HMS Queen Elizabeth prepares for maiden mission with digital workout

Britain’s flagship is at the centre of a global crisis as she prepares for her debut on the world stage.

The carrier’s crew and battle staff are playing out a simulated crisis – and how HMS Queen Elizabeth and her task force would respond to it in the real world.

The two-week-long Virtual Warrior is one of two final assessments the ship and command staff must come through before the 65,000-tonne warship leads her task force on deployment.

The digital workout picks up where the carrier strike group disbanded last autumn at the end of exercises off Scotland.

It will be followed by a live-action assessment during this spring’s Joint Warrior war game, ‘Strike Warrior’, after which the force can head to Mediterranean, Middle East and Asia-Pacific region on its Carrier Strike Group 21 mission.

Making use of an impressive combined computer training suite at HMS Collingwood in Fareham, Virtual Warrior allows various scenarios to be played out – testing the ability of the Carrier Strike Group staff to respond to multiple incidents and issues, across a vast area.

At its largest the task group will comprise more than a dozen warships, support vessels and squadrons, including three dozen F-35B jets and helicopters – around 3,700 military personnel in all.

But there will be times when some vessels and aircraft break away from the force for specific missions – so the team on HMS Queen Elizabeth must be able to direct and advise their actions, as well as the core carrier group.

Each one of the ‘warrior’ exercises is more sophisticated and demanding, with Strike Warrior the final ‘tick in the box’ before we sail

Lieutenant Commander Jeremy Olver

“Virtual Warrior is about command and control – it may not be as exciting as being at sea, but it’s just as important,” explained Lieutenant Commander Jeremy Olver of the Carrier Strike Group staff.

“The carrier group will consist of numerous ships and squadrons, some operating at considerable range.
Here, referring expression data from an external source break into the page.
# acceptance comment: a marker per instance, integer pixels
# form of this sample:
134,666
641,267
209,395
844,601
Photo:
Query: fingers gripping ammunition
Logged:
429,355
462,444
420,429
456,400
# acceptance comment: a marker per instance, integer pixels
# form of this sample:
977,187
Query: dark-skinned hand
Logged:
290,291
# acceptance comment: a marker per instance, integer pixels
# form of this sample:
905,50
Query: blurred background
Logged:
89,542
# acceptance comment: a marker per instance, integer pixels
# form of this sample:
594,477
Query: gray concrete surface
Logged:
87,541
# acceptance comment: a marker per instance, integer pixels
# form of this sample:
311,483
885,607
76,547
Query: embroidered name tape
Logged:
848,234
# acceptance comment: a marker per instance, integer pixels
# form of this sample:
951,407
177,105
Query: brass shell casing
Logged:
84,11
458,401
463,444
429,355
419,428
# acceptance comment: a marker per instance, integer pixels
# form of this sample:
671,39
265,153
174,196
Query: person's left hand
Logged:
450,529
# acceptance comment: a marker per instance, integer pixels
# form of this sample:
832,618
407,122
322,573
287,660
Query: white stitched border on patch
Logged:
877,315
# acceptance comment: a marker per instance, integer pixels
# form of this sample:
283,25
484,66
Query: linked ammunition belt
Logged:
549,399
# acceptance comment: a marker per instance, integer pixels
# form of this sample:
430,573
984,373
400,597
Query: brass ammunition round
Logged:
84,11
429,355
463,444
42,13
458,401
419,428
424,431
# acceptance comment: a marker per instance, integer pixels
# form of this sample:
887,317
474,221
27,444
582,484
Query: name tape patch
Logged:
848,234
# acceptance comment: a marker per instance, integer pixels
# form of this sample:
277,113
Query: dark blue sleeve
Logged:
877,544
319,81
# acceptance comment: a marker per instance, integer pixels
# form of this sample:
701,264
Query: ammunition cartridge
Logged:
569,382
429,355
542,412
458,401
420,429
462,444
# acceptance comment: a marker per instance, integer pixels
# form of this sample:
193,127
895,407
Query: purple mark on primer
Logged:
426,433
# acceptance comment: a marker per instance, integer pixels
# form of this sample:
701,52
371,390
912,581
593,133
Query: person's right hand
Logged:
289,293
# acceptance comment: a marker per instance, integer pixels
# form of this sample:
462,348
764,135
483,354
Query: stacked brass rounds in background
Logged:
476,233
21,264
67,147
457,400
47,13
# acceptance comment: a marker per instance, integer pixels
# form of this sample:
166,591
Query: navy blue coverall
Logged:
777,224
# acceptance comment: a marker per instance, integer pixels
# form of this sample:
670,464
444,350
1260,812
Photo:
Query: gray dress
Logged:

It’s crucial that they are all thinking and operating in the same way and information is shared around them.

“Each one of the ‘warrior’ exercises is more sophisticated and demanding with Strike Warrior the final ‘tick in the box’ before we sail.”
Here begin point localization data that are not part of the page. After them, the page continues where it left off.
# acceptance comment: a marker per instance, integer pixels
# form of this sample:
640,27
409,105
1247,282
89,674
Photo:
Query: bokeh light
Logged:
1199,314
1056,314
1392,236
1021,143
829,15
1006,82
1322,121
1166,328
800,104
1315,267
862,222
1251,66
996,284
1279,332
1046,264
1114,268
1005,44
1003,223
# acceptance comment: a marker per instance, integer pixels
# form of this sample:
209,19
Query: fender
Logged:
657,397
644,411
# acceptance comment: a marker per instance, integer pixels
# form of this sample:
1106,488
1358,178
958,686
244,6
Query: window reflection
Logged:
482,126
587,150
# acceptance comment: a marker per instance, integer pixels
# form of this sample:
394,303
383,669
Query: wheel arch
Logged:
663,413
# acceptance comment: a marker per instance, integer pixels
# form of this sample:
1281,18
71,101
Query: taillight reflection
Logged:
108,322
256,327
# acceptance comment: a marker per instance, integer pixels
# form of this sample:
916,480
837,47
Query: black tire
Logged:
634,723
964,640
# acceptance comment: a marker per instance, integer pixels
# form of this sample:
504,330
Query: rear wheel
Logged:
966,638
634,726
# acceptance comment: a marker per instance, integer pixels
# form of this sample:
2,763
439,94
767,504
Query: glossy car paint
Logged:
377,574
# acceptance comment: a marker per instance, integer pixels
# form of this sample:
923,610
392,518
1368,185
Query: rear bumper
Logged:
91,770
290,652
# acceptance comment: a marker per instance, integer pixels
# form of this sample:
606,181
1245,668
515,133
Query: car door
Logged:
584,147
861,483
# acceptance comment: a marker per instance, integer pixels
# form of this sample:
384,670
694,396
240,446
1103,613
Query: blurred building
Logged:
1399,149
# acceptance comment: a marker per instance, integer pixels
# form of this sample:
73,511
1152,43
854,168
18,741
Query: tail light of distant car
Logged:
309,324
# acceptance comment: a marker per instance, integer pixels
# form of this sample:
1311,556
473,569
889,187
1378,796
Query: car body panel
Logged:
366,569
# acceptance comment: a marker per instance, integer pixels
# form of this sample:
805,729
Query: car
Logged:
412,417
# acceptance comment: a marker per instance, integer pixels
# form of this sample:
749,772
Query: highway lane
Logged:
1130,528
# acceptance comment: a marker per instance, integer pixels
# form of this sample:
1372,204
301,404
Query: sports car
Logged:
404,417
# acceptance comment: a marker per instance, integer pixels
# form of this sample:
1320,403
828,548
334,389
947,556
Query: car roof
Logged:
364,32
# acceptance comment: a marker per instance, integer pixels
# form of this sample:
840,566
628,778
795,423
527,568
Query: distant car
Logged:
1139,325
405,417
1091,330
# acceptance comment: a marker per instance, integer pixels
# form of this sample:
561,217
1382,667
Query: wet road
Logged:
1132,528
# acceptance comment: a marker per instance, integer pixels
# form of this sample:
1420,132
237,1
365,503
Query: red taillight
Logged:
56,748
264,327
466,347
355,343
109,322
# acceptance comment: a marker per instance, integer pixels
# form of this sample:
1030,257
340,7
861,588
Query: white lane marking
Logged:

Commodore Steve Moorhouse, who will lead the impending deployment with his staff, says such tests are vital to “master the complex art of strike group operations”.

He continued: “The success of our deployment rests on our ability to harness and direct different capabilities in the strike group for military, political and diplomatic effect. Virtual Warrior helps ensure we think, act and operate as a cohesive and focused force.”
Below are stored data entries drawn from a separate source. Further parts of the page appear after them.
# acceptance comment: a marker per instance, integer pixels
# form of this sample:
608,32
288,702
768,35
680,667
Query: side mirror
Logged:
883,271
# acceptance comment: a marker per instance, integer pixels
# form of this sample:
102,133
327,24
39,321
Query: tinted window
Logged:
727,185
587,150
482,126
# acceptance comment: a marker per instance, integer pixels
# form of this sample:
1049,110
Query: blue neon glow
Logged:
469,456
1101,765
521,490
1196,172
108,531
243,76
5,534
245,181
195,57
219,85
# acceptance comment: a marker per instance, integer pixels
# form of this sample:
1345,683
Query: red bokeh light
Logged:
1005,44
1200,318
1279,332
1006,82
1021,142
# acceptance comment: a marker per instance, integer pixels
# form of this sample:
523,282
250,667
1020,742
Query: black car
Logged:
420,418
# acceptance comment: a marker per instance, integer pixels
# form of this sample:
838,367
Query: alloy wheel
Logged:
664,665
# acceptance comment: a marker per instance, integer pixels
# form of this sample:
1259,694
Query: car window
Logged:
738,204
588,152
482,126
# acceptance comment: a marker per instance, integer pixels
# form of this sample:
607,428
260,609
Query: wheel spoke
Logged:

A specialist team has been established to advise and gauge how the strike group personnel perform collectively.

“Exercise Virtual Warrior exemplifies how the Royal Navy, and the British armed forces, are adapting to an increasingly contested battlespace,” said Commodore Andrew Stacey, Commander Fleet Operational Sea Training, the organisation which prepares British and Allied warships for front-line missions.

“By combining the latest developments in information warfare and synthetic training with complex, large scale scenarios, FOST continues to represent the gold standard in training and assurance, both for the Royal Navy and for the UK’s international partners.”

Virtual Warrior runs until Friday. As for HMS Queen Elizabeth, she’s undergoing maintenance in Portsmouth Naval Base to prepare for her mission.